Jonathan links below to Adam Liptak’s front-page New York Times article on the ideology of law clerks, and Jason Mazzone’s critique of it. Echoing the point at the end of Mazzone’s critique, I think the ideology of law clerks roughly matches that of the Justices because the Justices are trying to solve the principal-agent problem. As Wikipedia explains:

In political science and economics, the problem of motivating a party to act on behalf of another is known as ‘the principal–agent problem’. The principal–agent problem arises when a principal compensates an agent for performing certain acts that are useful to the principal and costly to the agent, and where there are elements of the performance that are costly to observe. This is the case to some extent for all contracts that are written in a world of information asymmetry, uncertainty and risk. Here, principals do not know enough about whether (or to what extent) a contract has been satisfied. The solution to this information problem — closely related to the moral hazard problem — is to ensure the provision of appropriate incentives so agents act in the way principals wish.

Supreme Court Justices solve the principal/agent problem by tending to hire law clerks who generally agree with their bosses’ views of the law. That agreement gives the Justices more confidence that their law clerks will be faithful agents without the Justices having to engage in costly monitoring of law clerk performance.

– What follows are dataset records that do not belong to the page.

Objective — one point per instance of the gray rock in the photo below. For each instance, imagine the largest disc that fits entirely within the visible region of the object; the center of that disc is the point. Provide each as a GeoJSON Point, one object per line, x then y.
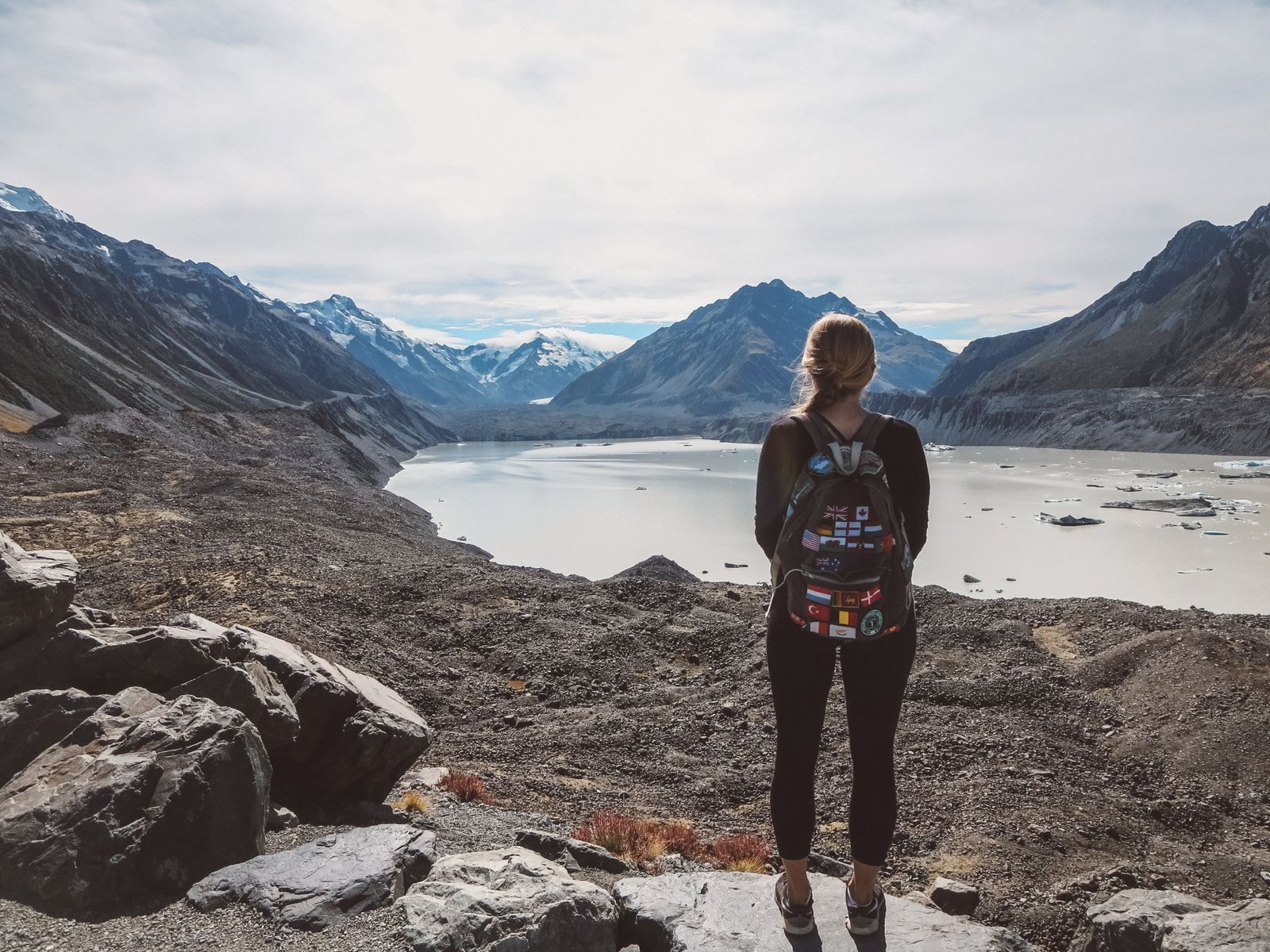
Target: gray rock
{"type": "Point", "coordinates": [357, 736]}
{"type": "Point", "coordinates": [321, 882]}
{"type": "Point", "coordinates": [36, 589]}
{"type": "Point", "coordinates": [333, 735]}
{"type": "Point", "coordinates": [507, 900]}
{"type": "Point", "coordinates": [86, 617]}
{"type": "Point", "coordinates": [107, 660]}
{"type": "Point", "coordinates": [137, 803]}
{"type": "Point", "coordinates": [563, 850]}
{"type": "Point", "coordinates": [279, 818]}
{"type": "Point", "coordinates": [32, 721]}
{"type": "Point", "coordinates": [1164, 920]}
{"type": "Point", "coordinates": [658, 568]}
{"type": "Point", "coordinates": [954, 898]}
{"type": "Point", "coordinates": [252, 689]}
{"type": "Point", "coordinates": [714, 912]}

I think this happens roughly equally among the liberal and conservative Justices. The data Liptak presents misses this a bit by suggesting that the trend is more pronounced among the conservative Justices. Justice Thomas has never hired a clerk who worked for a Democratically-nominated circuit judge, Liptak notes. In contrast, Justice Breyer hires clerks who worked for GOP-nominated circuit judges on a regular basis. The numbers are accurate, but in my view, they don’t reflect a greater willingness among liberal Justices to hire conservative clerks than conservative Justices have to hire liberal clerks. Rather, I think the numbers reflect the fact that the pool of today’s circuit court law clerks is considerably to the left of the pool of today’s circuit court judges.

Consider the dynamic. Because the pool of potential circuit clerks is more liberal than the pool of existing circuit court judges, ideological mixes between clerk and judges tend to be one-way. Specifically, it is common for many GOP-nominated circuit court judges to hire liberal clerks. After all, most of the applicants out there are liberal. Even if you slightly prefer conservative candidates, you’re likely to end up with lots of liberal clerks given the pool. In contrast, it is rare for a Democratically-nominated circuit court judge to hire a conservative clerk. (Not unheard of, but rare.) If you’re a Democratically-appointed circuit judge, and you slightly prefer liberal clerk candidates, you’ll find you have tons of qualified liberal applicants to choose from.

This dynamic then leads to the chart we see in the Liptak article with conservative Justices hiring almost exclusively from GOP-nominated circuit court chambers while liberal Justices have a more mixed record. If you’re a conservative Justice, you’ll find ideological matches only in the ranks of alumni of GOP-appointed circuit court judges. On the other hand, if you’re a liberal Justice, you’ll find ideological matches among the alumni of both Democratically-appointed circuit court judges and some GOP-appointed circuit court judges. To put some names on it, a liberal Justice can hire lots of Boudin clerks, and an occasional Kozinski clerk or Wilkinson clerk, without hiring a clerk who is actually conservative.

Finally, I should point out that all of this discussion is of course very much oversimplified. Terms like “liberal” and “conservative” are blunt and often misleading labels. Each Justice, and each clerk, has a wide range of views that often are hard to classify. Still, I think the oversimplification at least leads to some helpful generalizations, even if it’s important not to look at the problem with too simple a lens.